Let's take a glimpse of the distribution of the coordinates of the selected schools and stations.


In [15]:
selected_schools_stations_map = folium.Map([40.729, -73.9], zoom_start=11,
                                           tiles='CartoDB positron', width='60%')

for i, result_location in result_locations.iterrows():
    lat = result_location['latitude']
    long = result_location['longitude']
    name = popup=result_location['name']
    if result_location['type'] == 'school':
        marker = folium.RegularPolygonMarker([lat, long], popup=name, color='RoyalBlue', 
                                             fill_color='RoyalBlue', radius=7)
    else:
        marker = folium.CircleMarker([lat, long], popup=name, color='FireBrick',
                                     fill_color='FireBrick', radius=5)
                                     
    marker.add_to(selected_schools_stations_map)

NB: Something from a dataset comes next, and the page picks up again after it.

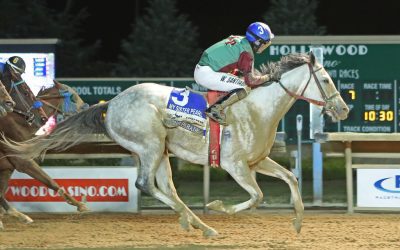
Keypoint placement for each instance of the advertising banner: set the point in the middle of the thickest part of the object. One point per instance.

selected_schools_stations_map.save('maps/selected_schools_stations.html')
selected_schools_stations_map


Out[15]:

The interactive map is available here.

And finally, the final recommendation.


In [16]:
result


Out[16]:
school_name potential_college_students start_time end_time station_name avg_daily_traffic_feb city
0 Brooklyn Technical High School 5323.0 8:45am 3:15pm Atlantic Av - Barclay's Center 42502.0 Brooklyn
1 Brooklyn Technical High School 5323.0 8:45am 3:15pm Fulton St 20537.0 Brooklyn
2 Brooklyn Technical High School 5323.0 8:45am 3:15pm DeKalb Ave 16672.0 Brooklyn
3 Brooklyn Technical High School 5323.0 8:45am 3:15pm Nevins St 13952.0 Brooklyn
4 Brooklyn Technical High School 5323.0 8:45am 3:15pm Hoyt - Schermerhorn Sts 12996.0 Brooklyn
5 Midwood High School 3176.0 8:45am 3:30pm Brooklyn College - Flatbush Ave 25688.0 Brooklyn
6 Bronx High School of Science 2976.0 8am 3:45pm Mosholu Pkwy 11744.0 Bronx
7 Bronx High School of Science 2976.0 8am 3:45pm Bedford Park Blvd 7795.0 Bronx
8 Edward R. Murrow High School 2754.0 8:05am 2:45pm Ave J 7226.0 Brooklyn
9 Edward R. Murrow High School 2754.0 8:05am 2:45pm Ave M 6936.0 Brooklyn
10 Fiorello H. LaGuardia High School of Music & A... 2295.0 8am 4pm 72nd St 49478.0 Manhattan
11 Fiorello H. LaGuardia High School of Music & A... 2295.0 8am 4pm 66th St - Lincoln Ctr 31925.0 Manhattan
12 Fiorello H. LaGuardia High School of Music & A... 2295.0 8am 4pm 59th St - Columbus Circle 21763.0 Manhattan
13 Hillcrest High School 2098.0 8am 3:30pm Parsons Blvd 8570.0 Jamaica
14 Hillcrest High School 2098.0 8am 3:30pm Sutphin Blvd 6116.0 Jamaica
15 New Utrecht High School 2000.0 8:20am 3:10pm 79th St 20812.0 Brooklyn
16 New Utrecht High School 2000.0 8:20am 3:10pm 71st St 8623.0 Brooklyn
17 New Utrecht High School 2000.0 8:20am 3:10pm 18th Ave 6503.0 Brooklyn
18 Aviation Career & Technical Education High School 1855.0 8am 4:15pm 33rd St 39430.0 Long Island City
19 Aviation Career & Technical Education High School 1855.0 8am 4:15pm 40th St 13947.0 Long Island City
20 Franklin Delano Roosevelt High School 1604.0 9:30am 4:15pm 20th Ave 7058.0 Brooklyn
21 Franklin Delano Roosevelt High School 1604.0 9:30am 4:15pm 18th Ave 6503.0 Brooklyn
22 Thomas A. Edison Career and Technical Educatio... 1468.0 8am 3:30pm 169th St 11545.0 Jamaica
23 New Explorations into Science, Technology and ... 1442.0 8:20am 2:40pm Delancey St - Essex St 20771.0 Manhattan
24 John Dewey High School 1421.0 8:13am 3:05pm Bay 50th St 4024.0 Brooklyn
25 William Cullen Bryant High School 1272.0 8:50am 3:29pm Steinway St 19904.0 Astoria
26 William Cullen Bryant High School 1272.0 8:50am 3:29pm 46th St 12226.0 Astoria
27 William Cullen Bryant High School 1272.0 8:50am 3:29pm Northern Blvd 9616.0 Astoria
28 Abraham Lincoln High School 1144.0 7:28am 3:10pm Ocean Pkwy 4036.0 Brooklyn

As you can see, the final recommendation has 29 stations and also includes data like start and end time for each school, as well as the city in which the school/station is located.